Until Telma had been told…
She haunted the Internet’s vast trove of horrific misdiagnoses & wanton, wrongful surgeries. A woman in the UK lost a breast by hospital blunder, something they knew right away but didn’t tell her for nine years. In a ghoulish twist, she became a counselor to those with breast cancer. Her ballroom dancing pastime was no more; the beloved strapless dresses retired to the closet, a murdered raft of pretty girls, carefully, quietly hanged. She went through menopause without hormone replacement therapy because if you’ve had breast cancer, HRT is out . Insurance paid £100,000.
There were a lot of similar cases, closer to home. An L.A. woman had a double mastectomy & reconstructive surgery as the result of a misread biopsy. She was awarded $110,000 for each shorn tit. Was that because she couldn’t afford the right lawyer? Gwen’s counsel said Gwen needn’t worry because her daughter’s case had “unique & compelling attributes,” and they believed a settlement of around $15 million was feasible. They also believed that a proviso of any settlement would be the hospital’s insistence that the records of the case be sealed forever, as St.

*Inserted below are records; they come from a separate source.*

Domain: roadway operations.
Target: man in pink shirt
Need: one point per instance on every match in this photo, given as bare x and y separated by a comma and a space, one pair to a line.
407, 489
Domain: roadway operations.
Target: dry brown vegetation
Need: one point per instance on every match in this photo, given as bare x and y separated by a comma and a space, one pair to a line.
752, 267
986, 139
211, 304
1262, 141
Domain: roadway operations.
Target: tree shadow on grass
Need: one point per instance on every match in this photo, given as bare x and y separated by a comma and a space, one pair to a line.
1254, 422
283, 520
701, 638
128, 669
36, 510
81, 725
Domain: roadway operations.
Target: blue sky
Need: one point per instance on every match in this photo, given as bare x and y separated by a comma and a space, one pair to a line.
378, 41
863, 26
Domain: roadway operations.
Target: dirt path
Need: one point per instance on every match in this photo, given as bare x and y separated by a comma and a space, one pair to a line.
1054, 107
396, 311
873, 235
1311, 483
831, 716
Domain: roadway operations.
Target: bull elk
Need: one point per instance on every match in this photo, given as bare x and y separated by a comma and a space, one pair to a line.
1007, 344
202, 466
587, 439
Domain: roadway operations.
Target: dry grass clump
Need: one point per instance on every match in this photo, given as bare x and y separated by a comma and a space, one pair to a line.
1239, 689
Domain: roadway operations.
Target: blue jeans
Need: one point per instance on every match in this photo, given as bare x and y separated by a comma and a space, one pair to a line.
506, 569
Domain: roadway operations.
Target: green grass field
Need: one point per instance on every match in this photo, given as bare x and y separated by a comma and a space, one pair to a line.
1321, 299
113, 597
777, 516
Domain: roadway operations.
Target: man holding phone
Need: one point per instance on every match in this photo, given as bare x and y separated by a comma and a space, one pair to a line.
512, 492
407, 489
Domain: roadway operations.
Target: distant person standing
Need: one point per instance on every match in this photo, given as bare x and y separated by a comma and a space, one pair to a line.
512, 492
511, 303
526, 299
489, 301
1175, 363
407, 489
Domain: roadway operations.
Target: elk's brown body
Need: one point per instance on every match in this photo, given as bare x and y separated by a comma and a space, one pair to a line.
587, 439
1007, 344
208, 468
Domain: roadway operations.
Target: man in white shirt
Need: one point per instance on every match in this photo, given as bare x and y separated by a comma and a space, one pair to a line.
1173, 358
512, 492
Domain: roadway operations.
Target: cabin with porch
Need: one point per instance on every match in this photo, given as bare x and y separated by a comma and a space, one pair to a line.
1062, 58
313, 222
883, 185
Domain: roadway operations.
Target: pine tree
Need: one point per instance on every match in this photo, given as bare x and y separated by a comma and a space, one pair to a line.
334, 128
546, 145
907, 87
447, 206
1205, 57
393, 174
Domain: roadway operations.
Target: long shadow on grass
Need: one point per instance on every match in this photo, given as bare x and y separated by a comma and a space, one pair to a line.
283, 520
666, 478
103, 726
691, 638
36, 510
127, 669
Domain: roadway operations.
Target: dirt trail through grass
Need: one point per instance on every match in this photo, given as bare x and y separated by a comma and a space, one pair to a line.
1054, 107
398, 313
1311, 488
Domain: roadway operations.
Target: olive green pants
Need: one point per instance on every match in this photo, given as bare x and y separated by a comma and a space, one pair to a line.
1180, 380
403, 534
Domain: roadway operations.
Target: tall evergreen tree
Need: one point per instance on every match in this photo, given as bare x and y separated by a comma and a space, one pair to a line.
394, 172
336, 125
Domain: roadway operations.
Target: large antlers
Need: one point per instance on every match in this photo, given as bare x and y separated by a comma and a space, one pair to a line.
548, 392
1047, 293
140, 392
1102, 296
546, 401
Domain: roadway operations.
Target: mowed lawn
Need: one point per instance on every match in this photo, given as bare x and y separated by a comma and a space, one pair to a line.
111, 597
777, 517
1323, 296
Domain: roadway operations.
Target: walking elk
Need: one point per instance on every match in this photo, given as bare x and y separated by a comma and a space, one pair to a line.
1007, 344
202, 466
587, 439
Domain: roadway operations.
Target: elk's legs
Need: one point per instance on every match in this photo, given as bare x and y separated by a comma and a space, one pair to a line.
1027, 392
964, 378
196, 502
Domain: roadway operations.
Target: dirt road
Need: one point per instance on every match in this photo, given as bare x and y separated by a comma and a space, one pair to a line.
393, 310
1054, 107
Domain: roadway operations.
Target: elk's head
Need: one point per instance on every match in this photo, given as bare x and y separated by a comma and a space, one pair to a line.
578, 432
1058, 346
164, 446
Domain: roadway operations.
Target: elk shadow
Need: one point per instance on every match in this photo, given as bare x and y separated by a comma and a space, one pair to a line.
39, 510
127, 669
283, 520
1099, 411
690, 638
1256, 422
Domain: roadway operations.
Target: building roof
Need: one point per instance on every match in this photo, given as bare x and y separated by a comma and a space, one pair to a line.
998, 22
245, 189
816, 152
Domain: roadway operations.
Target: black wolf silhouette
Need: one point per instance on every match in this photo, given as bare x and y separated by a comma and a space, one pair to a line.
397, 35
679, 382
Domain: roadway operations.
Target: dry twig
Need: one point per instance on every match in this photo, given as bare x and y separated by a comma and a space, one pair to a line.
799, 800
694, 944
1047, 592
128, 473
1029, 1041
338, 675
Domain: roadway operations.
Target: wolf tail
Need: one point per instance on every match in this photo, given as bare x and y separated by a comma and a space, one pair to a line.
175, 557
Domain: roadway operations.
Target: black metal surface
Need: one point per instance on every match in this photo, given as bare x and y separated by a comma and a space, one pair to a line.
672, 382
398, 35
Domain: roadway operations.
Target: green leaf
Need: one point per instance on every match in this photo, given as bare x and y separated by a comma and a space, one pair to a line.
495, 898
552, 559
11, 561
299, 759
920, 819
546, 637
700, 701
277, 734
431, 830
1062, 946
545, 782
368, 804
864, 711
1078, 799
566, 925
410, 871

Ambrose would have trouble surviving the primal rage that such a bogus mutilaton of a child would engender, not to mention a child as charismatic as Telma; not to mention that child having become a beacon of hope for other children thus afflicted, & for their parents too; not to mention that Telma would become a poster child — an electronic billboard! — of the hospital’s malfeasance and cynical desecration of the Hippocratic Oath. The calculus of the $15 million figure of course included restitution for the physical & emotional travails of reconstructive surgery that Telma would eventually endure in the relatively near future. If the records weren’t sealed, the original error would never fade in public consciousness, to the contrary, it would compound yearly, monthly , as the press nurtured & obsessed, the maimed darling growing up under their exploitative sponsorship into a lovely young woman that another surgical team (the reconstructivists) would pounce on in the name of closure and healing, but the people wouldn’t see it that way, the people would see it as Frankenstein redux.